The 5-year RFS for patients with SLN negative populations were:

  • Low risk (n=172): 86.7% (81.2-92.7%) with a 95% CI. There were 10.5% (18/172) that experienced recurrences.
  • SLN Negative (n=215): 79.2% (73.4-85.5%) with a 95% CI. There were 17.7% (38/215) that experienced recurrences.
  • High Risk (n=43): 47.7% (33.6-67.7%) with a 95% CI. There were 46.5% (20/43) that experienced recurrences.
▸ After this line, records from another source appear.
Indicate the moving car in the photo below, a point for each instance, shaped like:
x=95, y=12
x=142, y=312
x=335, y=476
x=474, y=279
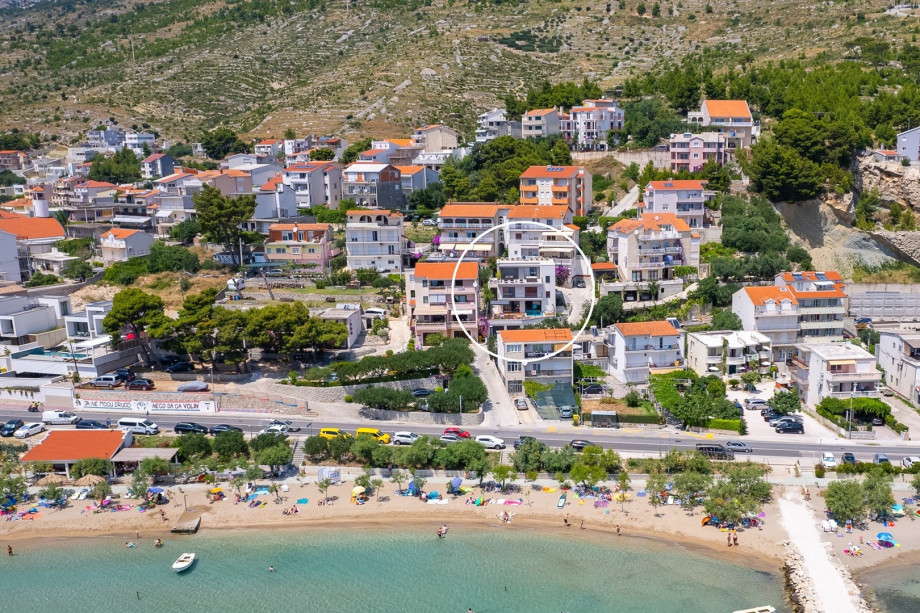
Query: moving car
x=404, y=438
x=490, y=442
x=579, y=444
x=10, y=427
x=28, y=430
x=215, y=430
x=140, y=384
x=333, y=433
x=193, y=386
x=738, y=446
x=91, y=424
x=188, y=427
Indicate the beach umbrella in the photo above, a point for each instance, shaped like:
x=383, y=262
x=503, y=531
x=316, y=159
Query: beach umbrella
x=53, y=478
x=89, y=481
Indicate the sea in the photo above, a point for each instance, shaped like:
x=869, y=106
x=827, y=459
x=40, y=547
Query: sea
x=403, y=568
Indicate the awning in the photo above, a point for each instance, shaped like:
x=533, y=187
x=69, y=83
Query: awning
x=132, y=219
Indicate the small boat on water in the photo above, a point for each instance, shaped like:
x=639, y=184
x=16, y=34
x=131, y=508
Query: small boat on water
x=184, y=562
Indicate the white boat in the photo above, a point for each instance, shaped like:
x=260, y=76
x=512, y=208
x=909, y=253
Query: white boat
x=184, y=561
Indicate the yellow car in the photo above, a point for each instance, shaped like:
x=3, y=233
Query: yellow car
x=333, y=433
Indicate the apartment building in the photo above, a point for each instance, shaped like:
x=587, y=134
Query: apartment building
x=375, y=186
x=650, y=247
x=433, y=309
x=315, y=183
x=588, y=125
x=558, y=185
x=304, y=244
x=690, y=151
x=120, y=244
x=898, y=353
x=728, y=353
x=435, y=137
x=637, y=350
x=523, y=354
x=834, y=370
x=525, y=292
x=730, y=117
x=540, y=123
x=374, y=239
x=687, y=199
x=462, y=222
x=495, y=123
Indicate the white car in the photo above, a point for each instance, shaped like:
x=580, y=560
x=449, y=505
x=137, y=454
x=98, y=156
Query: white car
x=29, y=429
x=490, y=442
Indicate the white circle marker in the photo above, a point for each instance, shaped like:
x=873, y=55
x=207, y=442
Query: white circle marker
x=530, y=226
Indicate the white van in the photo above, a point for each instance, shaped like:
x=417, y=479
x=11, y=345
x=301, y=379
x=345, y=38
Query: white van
x=59, y=417
x=138, y=425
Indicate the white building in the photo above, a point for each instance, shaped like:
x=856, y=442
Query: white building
x=834, y=370
x=728, y=353
x=517, y=346
x=637, y=350
x=374, y=239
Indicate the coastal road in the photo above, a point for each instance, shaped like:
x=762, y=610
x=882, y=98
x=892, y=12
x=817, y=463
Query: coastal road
x=626, y=441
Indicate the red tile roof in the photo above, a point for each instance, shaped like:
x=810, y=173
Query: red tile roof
x=72, y=445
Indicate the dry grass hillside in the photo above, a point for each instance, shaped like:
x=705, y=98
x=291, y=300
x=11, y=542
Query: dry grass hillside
x=368, y=66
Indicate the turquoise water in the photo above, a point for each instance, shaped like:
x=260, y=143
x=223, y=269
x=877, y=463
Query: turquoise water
x=401, y=569
x=896, y=589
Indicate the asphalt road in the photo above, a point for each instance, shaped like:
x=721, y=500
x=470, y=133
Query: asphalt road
x=651, y=442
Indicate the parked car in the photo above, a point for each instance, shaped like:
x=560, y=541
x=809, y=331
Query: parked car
x=180, y=367
x=140, y=384
x=91, y=424
x=10, y=427
x=189, y=427
x=738, y=446
x=215, y=430
x=579, y=444
x=490, y=442
x=192, y=386
x=27, y=430
x=333, y=433
x=404, y=438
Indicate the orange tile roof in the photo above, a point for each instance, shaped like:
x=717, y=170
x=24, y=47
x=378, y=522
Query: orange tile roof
x=463, y=209
x=727, y=108
x=72, y=445
x=759, y=295
x=535, y=211
x=33, y=227
x=557, y=172
x=647, y=328
x=652, y=222
x=677, y=184
x=121, y=233
x=536, y=336
x=445, y=270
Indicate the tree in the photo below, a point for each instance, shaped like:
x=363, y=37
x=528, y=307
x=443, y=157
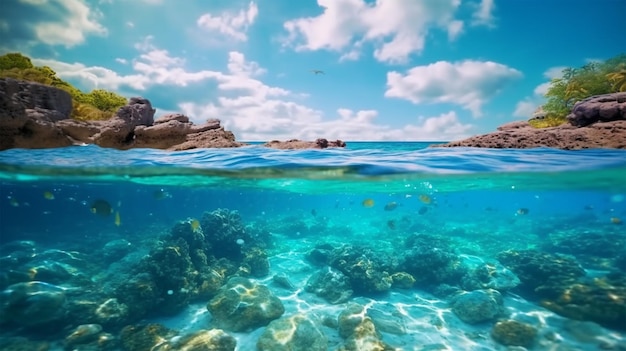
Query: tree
x=594, y=78
x=105, y=100
x=15, y=60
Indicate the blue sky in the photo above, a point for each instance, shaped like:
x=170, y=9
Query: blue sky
x=422, y=70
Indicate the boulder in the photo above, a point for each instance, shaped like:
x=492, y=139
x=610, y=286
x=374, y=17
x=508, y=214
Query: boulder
x=600, y=108
x=320, y=143
x=596, y=122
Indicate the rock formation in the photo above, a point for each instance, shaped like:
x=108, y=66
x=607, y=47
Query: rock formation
x=596, y=122
x=34, y=115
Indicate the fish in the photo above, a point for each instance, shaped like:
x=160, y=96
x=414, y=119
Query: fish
x=194, y=224
x=161, y=194
x=425, y=199
x=13, y=202
x=101, y=207
x=368, y=203
x=391, y=206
The 5-year RFS for patients with SLN positive populations were:

  • Low risk (n=16): 85.9% (69.5-100%) with a 95% CI. There were 18.8% (3/16) that experienced recurrences.
  • SLN positive (n=83): 48.7% (37.6-63.1%) with a 95% CI. There were 45.8% (38/83) that experienced recurrences.
  • High risk (n=67): 37.9% (25.8-55.6%) with a 95% CI. There were 52.2% (35/67) that experienced recurrences.

Comparing this data for the 5-year RFS and DMFS for patients with stage IIB-IIC disease shows that the low-risk group for both RFS and DMFS had 0% recurrences or distant metastases. In the stage IIB/IIC group, 34.7% and 26.5%, respectively, experienced recurrences or distant metastases. In the high-risk group, 45.9% and 58.3%, respectively, experienced recurrences or distant metastases.
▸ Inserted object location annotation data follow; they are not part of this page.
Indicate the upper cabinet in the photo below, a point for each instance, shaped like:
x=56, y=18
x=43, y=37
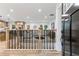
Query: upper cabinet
x=66, y=7
x=3, y=24
x=20, y=24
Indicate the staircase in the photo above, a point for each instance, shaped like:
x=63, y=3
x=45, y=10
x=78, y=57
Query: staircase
x=20, y=52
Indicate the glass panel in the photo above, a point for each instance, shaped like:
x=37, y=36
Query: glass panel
x=75, y=33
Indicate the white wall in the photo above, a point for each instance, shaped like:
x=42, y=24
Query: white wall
x=58, y=45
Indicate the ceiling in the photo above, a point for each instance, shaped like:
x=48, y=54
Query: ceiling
x=28, y=11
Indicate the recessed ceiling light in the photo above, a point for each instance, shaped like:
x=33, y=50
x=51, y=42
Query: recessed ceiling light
x=28, y=17
x=45, y=17
x=39, y=10
x=8, y=15
x=11, y=10
x=76, y=4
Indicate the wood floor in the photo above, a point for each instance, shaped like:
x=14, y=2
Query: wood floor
x=29, y=53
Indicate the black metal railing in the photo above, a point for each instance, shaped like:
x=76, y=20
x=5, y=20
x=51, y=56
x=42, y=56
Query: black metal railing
x=30, y=39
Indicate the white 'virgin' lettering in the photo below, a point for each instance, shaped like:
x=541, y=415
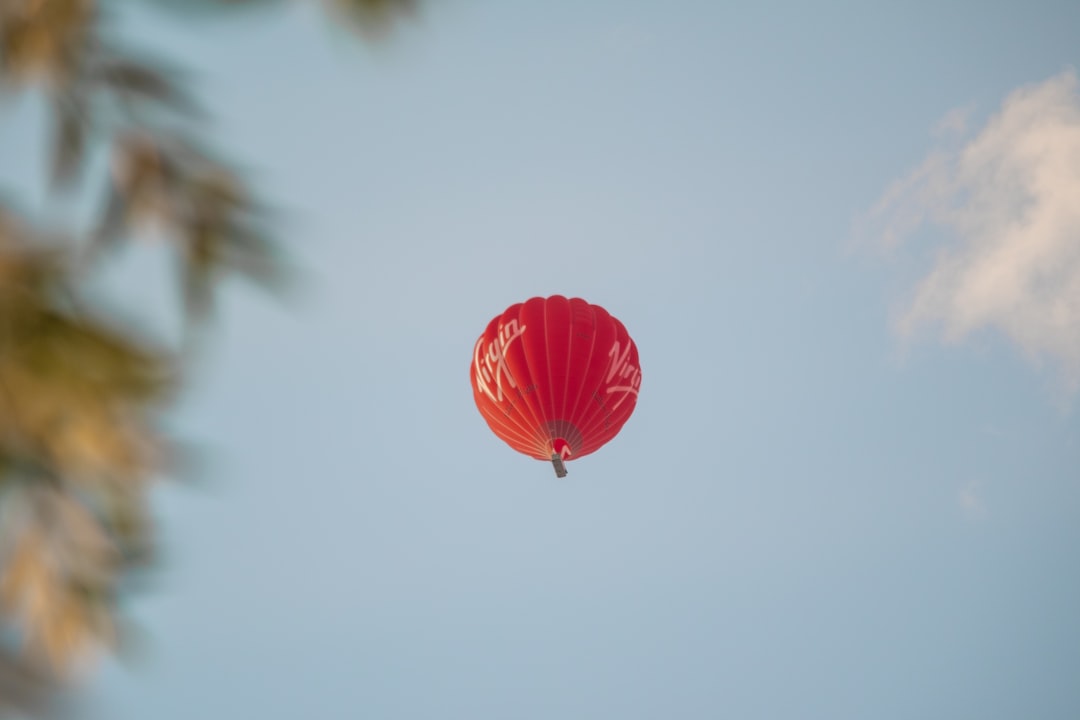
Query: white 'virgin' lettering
x=620, y=370
x=489, y=366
The data showed that the i31-GEP for SLNB algorithm identified 31.2% (135/433) of patients with a less than 5% likelihood of SLN positivity and these patients had high survival rates. This means that these patients could safely forego SLNB, according to researchers.2 Also, in the SLN negative population, 20% of patients identified as high risk by the i31-GEP result and had 5- year RFS rates that were identical to patients with stage III disease (47.7% vs. 48.7%, respectively).2

“Overall, using NCCN treatment recommendations, the i31-GEP test identified 44.8% (194/433) of patients need to add how they were identified and what this meant.Take that from results or conclusions,” the authors concluded.

Reference:

  1. Castle Biosciences to present data at Maui Derm for Dermatologists 2022. BioSpace. Published January 24, 2021. Accessed January 27, 2022. https://www.biospace.com/article/castle-biosciences-to-present-data-at-maui-derm-for-dermatologists-2022/
  2. Martin, B. Taylor, N. Whitman, E. et al. Integrating the 31-gene expression profile and clinicopathologic data to determine the risk of sentinel lymph node positivity and recurrence-free survival in cutaneous melanoma. Presented at: Maui Derm 2022; January 24 to 28, 2022; Wailea, Hawaii.